Analyse Macron zieht sein letztes Ass aus dem Ärmel

Paris · Emmanuel Macron ist ein Mann der bildmächtigen Symbolik. Im Kampf gegen die Corona-Pandemie schwört Frankreichs Präsident sein Volk mit bebender Stimme auf einen „Krieg“ gegen das Virus ein.

 Emmanuel Macron versucht den Neustart – mit einem Regierungswechsel.

Emmanuel Macron versucht den Neustart – mit einem Regierungswechsel.

Foto: AP/Charles Platiau

Wenn er für den Umweltschutz kämpft, lässt er sich auf die schmelzenden Gletscher des Montblanc fliegen und doziert dort über den bedrohlichen Klimawandel.

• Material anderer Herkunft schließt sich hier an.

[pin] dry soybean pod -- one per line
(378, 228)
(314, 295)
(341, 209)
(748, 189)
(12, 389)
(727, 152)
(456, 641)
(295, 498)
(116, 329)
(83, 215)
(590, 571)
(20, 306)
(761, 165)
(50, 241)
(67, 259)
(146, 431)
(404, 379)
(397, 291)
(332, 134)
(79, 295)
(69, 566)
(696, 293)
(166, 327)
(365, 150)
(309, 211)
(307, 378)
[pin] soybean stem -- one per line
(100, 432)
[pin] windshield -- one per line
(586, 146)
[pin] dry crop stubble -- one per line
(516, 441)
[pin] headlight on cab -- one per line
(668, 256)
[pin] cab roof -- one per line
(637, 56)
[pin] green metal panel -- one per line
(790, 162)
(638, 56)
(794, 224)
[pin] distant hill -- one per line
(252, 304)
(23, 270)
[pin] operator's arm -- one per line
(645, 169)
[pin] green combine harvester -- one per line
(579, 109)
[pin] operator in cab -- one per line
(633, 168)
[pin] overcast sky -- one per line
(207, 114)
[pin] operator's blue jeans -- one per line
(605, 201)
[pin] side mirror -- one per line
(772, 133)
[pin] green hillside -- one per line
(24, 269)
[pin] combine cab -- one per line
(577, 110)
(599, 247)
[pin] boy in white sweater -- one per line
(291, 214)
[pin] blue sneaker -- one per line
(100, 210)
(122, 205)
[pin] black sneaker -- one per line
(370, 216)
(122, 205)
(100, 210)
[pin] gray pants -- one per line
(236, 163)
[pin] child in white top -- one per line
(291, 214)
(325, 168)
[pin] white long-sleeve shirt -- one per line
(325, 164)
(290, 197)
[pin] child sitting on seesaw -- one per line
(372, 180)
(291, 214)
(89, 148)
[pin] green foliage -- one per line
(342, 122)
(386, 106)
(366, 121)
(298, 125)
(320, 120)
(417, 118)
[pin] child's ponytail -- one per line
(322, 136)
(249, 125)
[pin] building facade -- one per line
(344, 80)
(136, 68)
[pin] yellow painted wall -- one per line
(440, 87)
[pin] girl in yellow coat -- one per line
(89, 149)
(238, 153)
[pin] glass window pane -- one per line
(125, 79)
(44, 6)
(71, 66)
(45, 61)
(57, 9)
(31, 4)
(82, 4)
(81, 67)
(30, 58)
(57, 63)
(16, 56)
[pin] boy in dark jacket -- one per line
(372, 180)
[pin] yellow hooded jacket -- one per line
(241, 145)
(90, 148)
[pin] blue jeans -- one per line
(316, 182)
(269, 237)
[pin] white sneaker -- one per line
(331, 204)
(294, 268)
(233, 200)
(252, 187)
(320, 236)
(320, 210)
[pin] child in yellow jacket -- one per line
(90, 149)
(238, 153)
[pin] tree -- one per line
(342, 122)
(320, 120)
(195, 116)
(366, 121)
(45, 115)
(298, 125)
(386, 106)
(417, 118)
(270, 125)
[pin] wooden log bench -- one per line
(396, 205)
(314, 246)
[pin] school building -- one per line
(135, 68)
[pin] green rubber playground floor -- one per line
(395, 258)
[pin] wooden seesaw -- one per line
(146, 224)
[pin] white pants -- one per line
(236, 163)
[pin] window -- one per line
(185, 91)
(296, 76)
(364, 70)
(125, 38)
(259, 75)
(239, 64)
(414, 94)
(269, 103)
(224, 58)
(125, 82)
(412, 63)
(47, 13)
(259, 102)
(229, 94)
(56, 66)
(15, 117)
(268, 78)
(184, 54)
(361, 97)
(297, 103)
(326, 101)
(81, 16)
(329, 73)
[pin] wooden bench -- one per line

Der Effekt beim Betrachter ist jedes Mal derselbe: Wow! Ähnlich überrascht waren die Franzosen am Freitag, als der Rücktritt der Regierung bekanntgegeben wurde und Emmanuel Macron nur wenige Stunden später mit Jean Castex einen neuen Regierungschef präsentierte. Auch dieses Mal werden die Probleme aber erst nach der großen Inszenierung beginnen. Im „Krieg“ gegen das Corona-Virus machte Frankreich eine denkbar schlechte Figur. Rund 30 000 Menschen sind inzwischen an den Folgen der Krankheit gestorben, so viel wie in kaum einem anderen europäischen Land. In Sachen Umweltschutz setzt der Präsident unbeirrt auf Atomkraft – eine Technik, die nicht nur in den Augen der Ökologen, angesichts der vielen ungelösten Probleme keine Zukunft hat. So machte Emmanuel Macron nach außen zwar immer eine gute Figur, doch er führte nach innen sein Volk von einer Enttäuschung zur nächsten. Inzwischen haben die Franzosen die Geduld verloren, sie wollen den Widerspruch zwischen der Rhetorik des Präsidenten und der Realität der Gesellschaft nicht mehr hinnehmen. Die Grünen stürmten in großen Städten wie Bordeaux, Marseille, Lyon oder Straßburg die Rathäuser, während die Kandidaten der Präsidentenpartei La République en Marche zähneknirschend ihre demütigenden Niederlagen eingestehen mussten.

Emmanuel Macron steht am politischen Abgrund. Mit seiner Reformpolitik ist der ehrgeizige 42-Jährige gescheitert – was natürlich auch der Corona-Krise geschuldet ist. Bis zum Ende seiner Amtszeit 2022 wird er die Finanzen nicht sanieren können, da sich Frankreich massiv verschuldet hat. In dieser Situation begnügt sich der erklärte Machtpolitiker nicht mehr damit, irgendwelche größeren oder kleinen Stellschrauben zu justieren. Der Präsident hat sich zum ganz großen Befreiungsschlag entschieden: der Rücktritt der Regierung unter Premierminister Édouard Philippe. „Ökologischer Wiederaufbau“ mit einer starken sozialen Komponente ist jetzt eines der Schlagworte von Macron. Der Regierungschef hat zwar alle Kursänderungen in der gemeinsamen Vergangenheit treu ergeben vollzogen, fraglich aber ist, ob der bürgerliche Philippe den jetzigen Richtungswechsel ebenfalls klaglos mittragen würde. Zudem wäre es schwierig, den französischen Wählern eine neue Umweltpolitik zu verkaufen mit einem Mann an der Spitze der Regierung, der früher unter anderem als erfolgreicher Lobbyist beim Atomkonzern Areva gearbeitet hat. Nur wenige Stunden nach dem Rücktritt der Regierung präsentierte Emmanuel Macron schon einen Nachfolger: den in der Öffentlichkeit relativ unbekannten Jean Castex. Allerdings entfernt er sich mit dieser Wahl nicht allzu weit von dem Anforderungsprofil des Vorgängers, der einen Gegenpol zu dem in Frankreich noch immer eher links eingestuften Macron bilden sollte. Castex gehört der konservativen Oppositionspartei Les Républicains (LR) an. Er ist ein ehemaliger Mitarbeiter von Ex-Präsident Nicolas Sarkozy und Bürgermeister der kleinen Gemeinde Prades im Département Pyrénées-Orientales.

Emmanuel Macron zieht mit dem Austauschen der Regierung sein allerletztes Ass aus dem Ärmel. Er hat nun bis zur Präsidentenwahl zwei Jahre Zeit, um die von ihm enttäuschten Franzosen zu überzeugen, dass er mehr ist als ein grandioser Fensterredner.